Some FGIDs are negative predictors for BMI groups and represent a mirror reflection of BMI’s positive predictors. For example, dysphagia, a positive predictor for underweight, was a negative predictor for overweight. Similarly, the present study shows that diarrhea (IBS-D and functional diarrhea) is more frequent in the different groups in weight excess, while constipation is more frequent in normal weight patients, confirming studies that have shown decreased digestive transit with high BMI [32].

A previous meta-analysis has shown a significant association between obesity and chest pain/heartburn [33]. In the present study, chest pain and heartburn are two distinct disorders, and have different relationships to BMI [34]: 7.6 % of the patients reported regurgitation and chest pain at the same time (chest pain only 20.1 % vs. 6.7 % for regurgitation only, p < 0.001). In an American and in an Australian cohort, the presence of a BMI > 30 kg m2 was associated with bloating [9]. The present study did not confirm these results, since in this paper, functional bloating was dissociated from IBS, but it confirms the result of a recent metaanalysis that found that functional abdominal pain was not associated to a specific BMI group [33].

One of the weak points of our study is that data for ethnic origin were not collected since it is not permitted by the French legislation, and data for specific eating habits with food questionnaires comorbidities and smoking were also not available.

The “globus sensation” is a feeling of a lump or tightness in the throat. An important finding of this study is that the odds of globus increased with BMI, and we confirm the higher prevalence of globus in female than in male FGID patients [35].

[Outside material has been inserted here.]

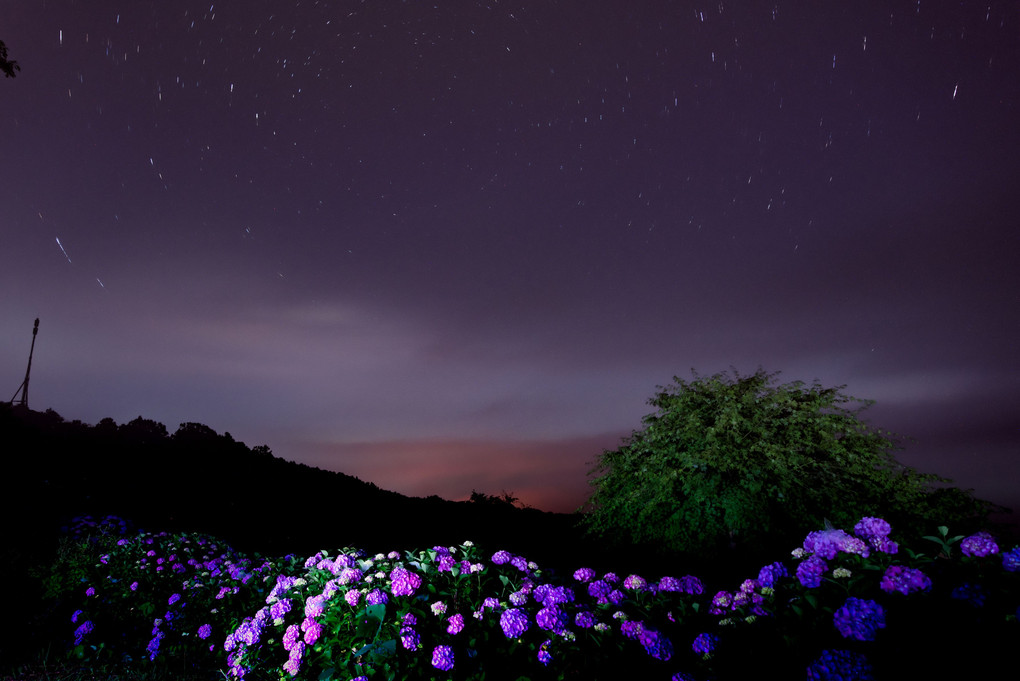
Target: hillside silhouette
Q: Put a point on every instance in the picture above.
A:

The probability of regurgitation increased with BMI and was more frequent in females. This result was previously found in dyspeptic patients. In these patients, gender was more important that gastric emptying in symptom severity of dyspepsia [36]. This study also showed a significant correlation between BMI and minimal distending pressure during the barostat procedure [36]. This result could be explained by the delayed gastric emptying found in females compared to male subjects for liquid or solid foods [37]. A recent study also showed that female gender, obesity, and sleepiness were related to prevalence of gastroesophageal reflux disease in obstructive sleep apnea syndrome patients [38].

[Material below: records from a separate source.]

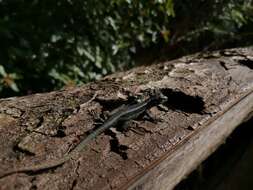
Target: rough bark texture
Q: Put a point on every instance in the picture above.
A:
(209, 95)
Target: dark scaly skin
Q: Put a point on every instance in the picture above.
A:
(127, 113)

One of the strong points of the present study is that it is a patient cohort, since our study was not performed in the general population, as in epidemiological studies where questionnaire reproducibility was not sufficient [39] and the organic nature of the symptoms could not be explored. The high prevalence of small intestinal bacterial overgrowth in obese patients that has been previously reported [40] was not found in the present study, since any patients with intestinal bacterial overgrowth were previously treated and excluded from our cohort. The present study has showed that the morbid obesity group had significant lower prevalence of regurgitation. That is because the odds for having regurgitation in this group decreased, instead of increasing as expected, and did not represent the upper extreme of the BMI continuum, as seen in Fig. 1.

In conclusion, in FGID patients, BMI groups were characterized by specific FGIDs. Dysphagia was more prevalent in patients with low BMI, while regurgitation, globus, heartburn, and postprandial distress were increased in overweight patients and increased regurgitation was found in obese patients. Additionally, the odds of globus and regurgitation increased with the increase of BMI, and showed a steeper increase in females. We think that the presence of unusual BMI-related symptoms should drive to further investigations, i.e,. reported dysphagia in obese patients. Further studies are necessary to understand the mechanisms of the association of BMI with the related symptoms, and to elucidate their relationship with gender and common behavioral, hormonal, neuronal or mechanical pathways that might also regulate BMI.